Centro Cultural de Famalicão promoveu festa para valorizar dois produtos tradicionais

«Colhe-se o vinho e esmaga-se. Depois deixa-se estar umas oito ou 12 horas a repousar, tira-se o mosto e mistura-se com a aguardente. Um dia depois está clara», resume António Proença, natural de Famalicão. Assim dito até parece simples, mas fazer jeropiga em casa nem sempre corre bem. «Se eu soubesse a fórmula, estava rico», ironiza Ricardo Clode Botelheiro, enólogo residente da Adega Cooperativa da Covilhã.

Manuel Gomes da Rocha – Manel Mia, como é conhecido – fez a melhor jeropiga da 3ª Festa da Castanha e da Jeropiga daquela freguesia do concelho da Guarda.
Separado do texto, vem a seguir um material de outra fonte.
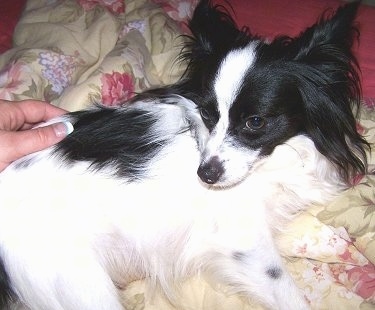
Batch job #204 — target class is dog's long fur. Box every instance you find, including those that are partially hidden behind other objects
[0,0,367,310]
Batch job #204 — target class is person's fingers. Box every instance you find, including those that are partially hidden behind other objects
[0,100,67,130]
[0,122,73,170]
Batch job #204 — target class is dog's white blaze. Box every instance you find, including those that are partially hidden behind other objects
[214,42,256,113]
[206,42,256,156]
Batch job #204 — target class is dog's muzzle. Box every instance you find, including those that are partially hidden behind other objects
[197,156,224,184]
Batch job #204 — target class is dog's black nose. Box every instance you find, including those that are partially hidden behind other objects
[197,156,224,184]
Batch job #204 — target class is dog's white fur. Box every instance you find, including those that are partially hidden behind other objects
[0,94,342,310]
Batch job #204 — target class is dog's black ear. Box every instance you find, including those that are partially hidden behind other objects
[185,0,253,64]
[286,2,368,178]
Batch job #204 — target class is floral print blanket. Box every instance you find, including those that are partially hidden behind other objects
[0,0,375,310]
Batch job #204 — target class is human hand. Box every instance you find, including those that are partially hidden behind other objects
[0,100,73,171]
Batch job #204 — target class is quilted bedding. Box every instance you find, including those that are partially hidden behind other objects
[0,0,375,310]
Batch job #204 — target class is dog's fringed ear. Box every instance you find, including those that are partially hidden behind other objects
[182,0,249,69]
[287,2,369,180]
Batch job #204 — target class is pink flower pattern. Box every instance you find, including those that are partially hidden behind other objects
[78,0,125,14]
[100,72,134,106]
[0,62,28,100]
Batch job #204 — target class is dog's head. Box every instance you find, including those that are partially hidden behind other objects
[180,0,366,186]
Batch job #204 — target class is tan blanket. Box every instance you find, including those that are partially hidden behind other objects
[0,0,375,310]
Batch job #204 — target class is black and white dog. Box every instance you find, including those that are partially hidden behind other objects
[0,0,368,310]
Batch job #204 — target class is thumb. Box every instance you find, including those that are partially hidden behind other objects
[14,121,73,157]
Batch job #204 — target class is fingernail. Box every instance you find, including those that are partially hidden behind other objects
[52,121,74,137]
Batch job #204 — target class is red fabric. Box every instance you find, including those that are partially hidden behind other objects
[0,0,26,53]
[217,0,375,98]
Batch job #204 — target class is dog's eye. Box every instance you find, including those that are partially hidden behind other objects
[246,115,265,130]
[200,108,210,120]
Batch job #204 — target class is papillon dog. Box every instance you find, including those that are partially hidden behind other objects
[0,0,368,310]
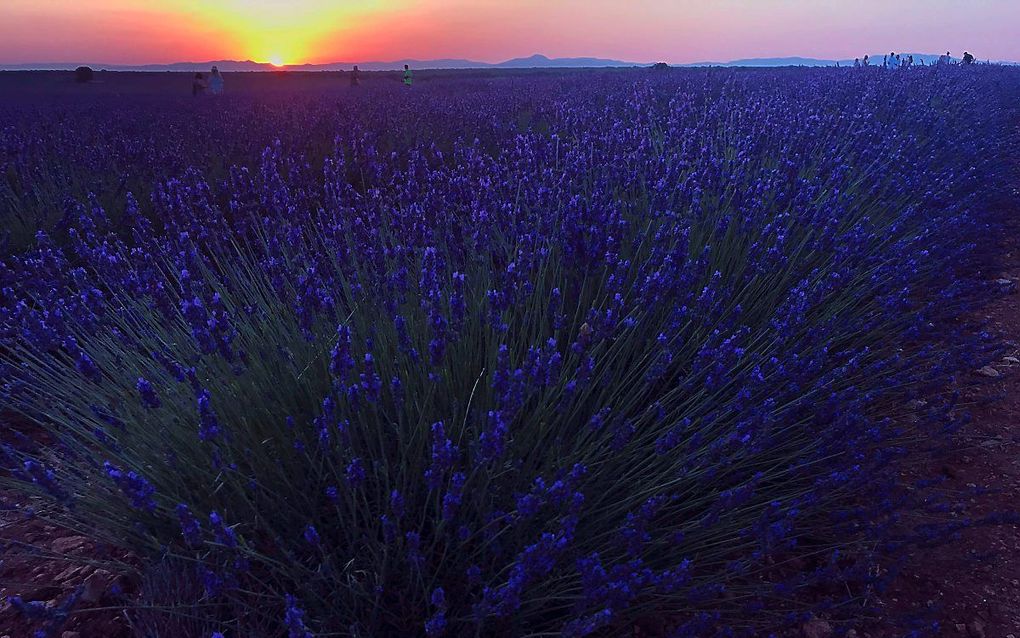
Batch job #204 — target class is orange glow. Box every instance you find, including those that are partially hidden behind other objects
[0,0,1020,65]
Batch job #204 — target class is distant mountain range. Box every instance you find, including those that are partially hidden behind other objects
[0,53,1016,72]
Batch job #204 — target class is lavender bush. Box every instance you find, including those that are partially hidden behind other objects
[0,68,1015,637]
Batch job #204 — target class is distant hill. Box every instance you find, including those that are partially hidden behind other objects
[0,53,1016,72]
[0,54,651,72]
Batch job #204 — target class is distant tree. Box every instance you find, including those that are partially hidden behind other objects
[74,66,93,83]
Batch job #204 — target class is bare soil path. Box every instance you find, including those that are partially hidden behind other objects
[883,111,1020,638]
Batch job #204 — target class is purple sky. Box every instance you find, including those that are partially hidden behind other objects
[0,0,1020,63]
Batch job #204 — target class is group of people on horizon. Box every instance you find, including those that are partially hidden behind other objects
[192,64,414,96]
[351,64,414,88]
[192,66,223,96]
[854,51,974,69]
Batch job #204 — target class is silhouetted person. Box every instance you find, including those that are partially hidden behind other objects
[209,66,223,95]
[192,73,206,95]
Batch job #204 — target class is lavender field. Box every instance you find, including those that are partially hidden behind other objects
[0,66,1020,638]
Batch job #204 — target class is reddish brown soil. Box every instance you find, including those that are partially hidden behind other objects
[884,222,1020,638]
[0,107,1020,638]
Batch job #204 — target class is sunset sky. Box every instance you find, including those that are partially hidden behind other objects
[0,0,1020,64]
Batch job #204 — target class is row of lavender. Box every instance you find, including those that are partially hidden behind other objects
[0,68,1015,637]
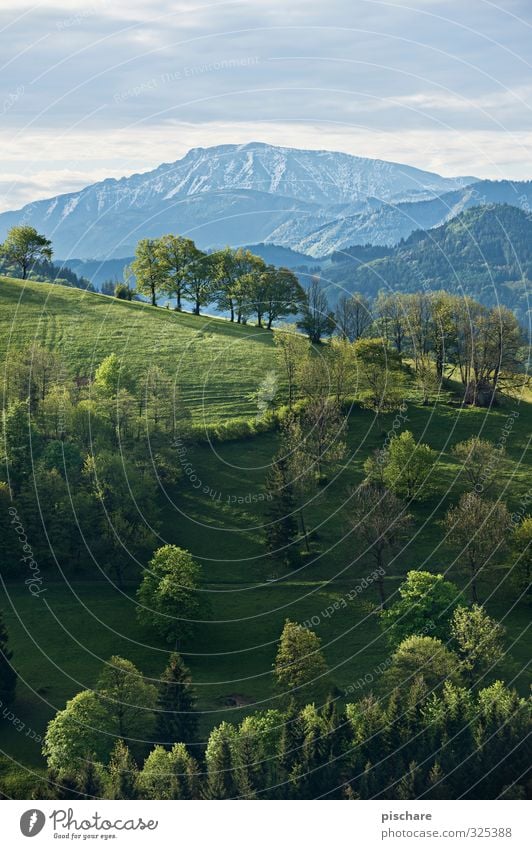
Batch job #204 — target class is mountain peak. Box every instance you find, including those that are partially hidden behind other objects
[0,141,478,258]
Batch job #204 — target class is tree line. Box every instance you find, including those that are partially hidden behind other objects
[3,564,532,799]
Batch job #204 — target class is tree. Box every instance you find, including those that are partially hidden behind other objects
[0,401,41,491]
[380,571,462,646]
[383,430,437,501]
[451,604,505,683]
[264,454,297,566]
[0,224,53,280]
[157,652,198,746]
[375,292,408,355]
[273,328,310,410]
[297,277,334,345]
[334,292,373,342]
[263,265,305,330]
[105,740,138,799]
[451,297,526,407]
[94,353,136,399]
[130,239,166,307]
[183,248,216,315]
[113,283,135,301]
[452,436,506,493]
[0,611,17,705]
[354,339,404,412]
[280,415,316,552]
[43,690,115,773]
[212,247,264,324]
[350,483,412,610]
[205,722,238,799]
[274,619,329,703]
[327,338,356,406]
[445,492,510,604]
[156,233,198,312]
[137,545,203,648]
[385,634,460,690]
[79,450,158,586]
[510,516,532,602]
[6,344,62,410]
[303,395,346,481]
[96,655,157,740]
[138,743,200,799]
Segundo Clode Botelheiro, era «uma doce, mas que não cansa. Tem um aroma a fruta encarnada madura, a ameixa. Um aroma que fica no cálice durante muito tempo». À volta da fogueira, no Largo da Praça, muitos dos concorrentes estranhavam tantos atributos. Sabe-se que é boa com castanhas, ou sem elas. «Estas foram roubadas», ouvia-se à volta do magusto, enquanto não rebentavam no meio da caruma. Entre o grupo Orff da Escolinha de Artes de Famalicão, a Orquestra de Guitarras do Conservatório da Guarda, o som da Tunassa e do baile popular, todos puderam comer o fruto seco, ali assado, no chão. Um dos objectivos da organização estava assim cumprido. «Não queríamos mais do que congregar a comunidade no centro da aldeia», refere Victor Amaral, presidente do Centro Cultural local.

Na hora de fazer a jeropiga, poucos sabem em que vai resultar e quais as notas dominantes no produto final. António Proença responde com sinceridade: «Depende da pessoa. Há quem goste dela mais forte e faça ao terço, com um litro de aguardente por dois de vinho. Ao quarto é mais fraca e mais doce, e leva um litro de aguardente e três de vinho», adianta. Com muitos anos nas pernas, José Augusto, Maximiano do Couto, Emídio Antunes e o próprio António Emídio são unânimes: «Aqui gostamos dela a meio termo: nem muito fraca, nem muito forte». Ainda assim, todos garantem que a fórmula tem de ter em conta a qualidade das uvas. Depois, há que olhar para a carteira e para os garrafões. Primeiro, porque a aguardente, mesmo sendo caseira, é mais cara. Mas há outras preocupações: «Se a jeropiga for muito fraca tem tendência a ferver, azeda e estraga-se. E às vezes rebentam os garrafões, quando a uva não é boa, ou a aguardente é fraca e não fermenta como deve», acrescenta.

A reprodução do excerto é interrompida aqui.